9. Goodbye: Vikas Bahl’s film on the death of a family member is largely inert. I really wanted to like it but could not. It is dull and boring. However, there is a thoughtful scene that I still remember when I think of the film. There is a scene when Tara (Rashmika Mandana) and Pandit Ji (Sunil Grover), who had been arguing about the irrationality of faith, have some sort of reconciliation. Pandit Ji asks Tara where she learned to play the ukulele. She said that she learned it on her own. He then tells her that when you first play the tune and then learn how it was created, it is faith—vishwaas. And, when you first learn how the tune was created and then play it, it is science. But eventually, it is the same tune. In the context of the film, it supports irrationality, but I also believe it is an attempt to not be utterly dismissive of things one does not understand. Remember the scene in Friends where Phoebe and Ross argue about whether evolution exists. She does not believe in evolution, while Ross tries every trick to convince her that it does; after all, his entire professional life is based on studying it. She says, “Wasn’t there a time when the brightest minds in the world believed that the world was flat? And, up until like what, 50 years ago, you all thought the atom was the smallest thing, until you split it open, and this like, whole mess of crap came out. Now, are you telling me that you are so unbelievably arrogant that you can’t admit that there’s a teeny tiny possibility that you could be wrong about this?

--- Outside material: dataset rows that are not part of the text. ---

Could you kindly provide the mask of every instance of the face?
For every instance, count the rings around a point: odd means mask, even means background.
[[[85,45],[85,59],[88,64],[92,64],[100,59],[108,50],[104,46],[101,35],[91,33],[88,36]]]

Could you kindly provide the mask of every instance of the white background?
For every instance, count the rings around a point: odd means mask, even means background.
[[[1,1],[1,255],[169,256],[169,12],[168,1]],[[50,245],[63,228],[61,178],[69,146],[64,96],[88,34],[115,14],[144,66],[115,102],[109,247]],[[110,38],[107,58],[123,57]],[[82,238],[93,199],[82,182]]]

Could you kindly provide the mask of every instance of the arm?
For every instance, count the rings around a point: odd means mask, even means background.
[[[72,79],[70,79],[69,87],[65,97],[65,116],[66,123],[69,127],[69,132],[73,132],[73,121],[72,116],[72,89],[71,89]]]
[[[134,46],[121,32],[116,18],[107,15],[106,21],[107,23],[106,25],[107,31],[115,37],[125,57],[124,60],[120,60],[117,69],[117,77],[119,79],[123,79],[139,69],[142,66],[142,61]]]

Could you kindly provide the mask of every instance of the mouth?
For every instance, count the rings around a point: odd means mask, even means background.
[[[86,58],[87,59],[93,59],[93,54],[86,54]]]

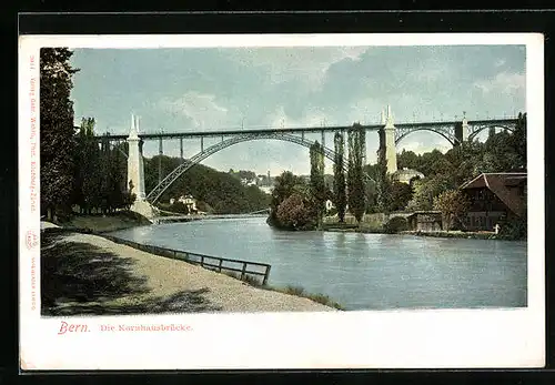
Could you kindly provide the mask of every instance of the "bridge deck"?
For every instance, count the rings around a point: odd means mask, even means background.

10. Monica, O My Darling: Vasan Bala’s neo-noir comedy is a lot of fun. While it has its share of moments (such as the scene at the Hotel Prince Amar), this film is memorable because of its music, especially the three songs—Yeh Ek Zindagi, Bye Bye Adios, and Love You So Much. Anupama Chakraborty Shrivastava and Sarita Vaz are simply fantastic. The other thing about the film is Radhika Apte’s hilarious dialogue, “Somvaar ko main sab pe vishwaas karti hun.”

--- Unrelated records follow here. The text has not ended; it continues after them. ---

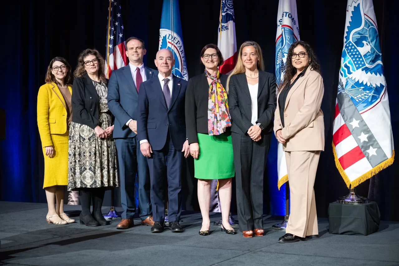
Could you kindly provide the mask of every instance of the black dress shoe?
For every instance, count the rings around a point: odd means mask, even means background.
[[[152,233],[162,233],[164,231],[164,222],[154,222],[154,225],[151,228]]]
[[[79,222],[81,224],[84,224],[87,226],[100,226],[100,224],[94,219],[91,214],[83,216],[81,213],[79,215]]]
[[[279,238],[279,243],[294,243],[302,240],[302,238],[287,233]]]
[[[100,225],[109,225],[110,224],[109,221],[105,220],[103,216],[103,214],[99,212],[93,212],[91,215],[94,218],[94,220],[100,224]]]
[[[173,221],[169,223],[169,230],[172,233],[182,233],[183,228],[179,224],[177,221]]]

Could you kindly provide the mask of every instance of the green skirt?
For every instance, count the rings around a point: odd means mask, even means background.
[[[201,179],[222,179],[234,176],[231,136],[197,134],[200,156],[194,160],[194,176]]]

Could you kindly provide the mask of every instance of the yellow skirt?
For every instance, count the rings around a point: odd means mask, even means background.
[[[68,185],[68,142],[69,132],[63,134],[51,134],[55,156],[46,156],[46,149],[43,148],[44,155],[44,181],[43,188],[56,185]]]

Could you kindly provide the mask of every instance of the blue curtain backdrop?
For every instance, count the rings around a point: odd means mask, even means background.
[[[314,48],[322,67],[325,92],[322,106],[326,128],[325,151],[322,153],[315,184],[318,214],[326,217],[328,203],[348,191],[337,170],[330,145],[334,106],[342,51],[346,0],[297,0],[301,39]],[[398,93],[395,80],[397,46],[399,43],[394,1],[373,1],[387,83],[394,141],[398,142]],[[217,43],[220,2],[179,1],[189,77],[203,71],[199,53],[205,44]],[[6,110],[6,139],[0,140],[0,200],[45,202],[42,189],[43,165],[36,123],[38,91],[44,83],[47,64],[56,56],[65,58],[73,68],[79,53],[95,48],[105,53],[107,0],[41,0],[8,1],[3,7],[5,40],[0,109]],[[278,0],[234,1],[237,43],[251,40],[262,48],[266,70],[274,73]],[[122,0],[126,37],[144,40],[144,64],[155,67],[158,49],[162,1]],[[3,22],[3,24],[4,24]],[[0,126],[3,126],[0,125]],[[277,143],[273,140],[265,177],[265,213],[284,215],[285,187],[277,185]],[[382,218],[399,220],[399,172],[393,165],[361,184],[359,194],[377,200]],[[187,189],[192,199],[188,208],[196,208],[192,171]],[[369,184],[370,189],[369,191]],[[233,203],[234,204],[234,203]],[[194,206],[194,207],[193,207]],[[234,208],[234,207],[233,208]]]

11. Sharmaji Namkeen: Rishi Kapoor’s swansong, directed by Hitesh Bhatia, tells the story of a widowed man trying to make sense of his newly retired life. Sharmaji (Rishi Kapoor/Paresh Rawal) takes up cooking for kitty parties and becomes friends with a group of lovely women. His son Rinku (Suhail Nayyar) is opposed to his new profession. There is a scene where Veena (Juhi Chawla) and Sharmaji talk about their life. She tells him about the death of her husband. And then says she has to keep busy in life. It is a lovely little moment in a lovely little film. And, yes, Laal Tamatar is so much fun.
Honorable mentions:
The cinematography in Thar, the top shots in Drishyam 2, the historical retelling in Dasvi, the Savitri-Satyavan story in Looop Lapeta, the conversation at the riverbank in Uunchai, the lead pair not ending up together in Doctor G, the Khala-Zulfi kiss in Darlings, and the crossing of the bridge in Modern Love: Mumbai. I have not seen the following films, but I do plan to watch them at some point—BhediyaJaadugar, JerseyRam Setu, RK/Rkay, and Vikram Vedha.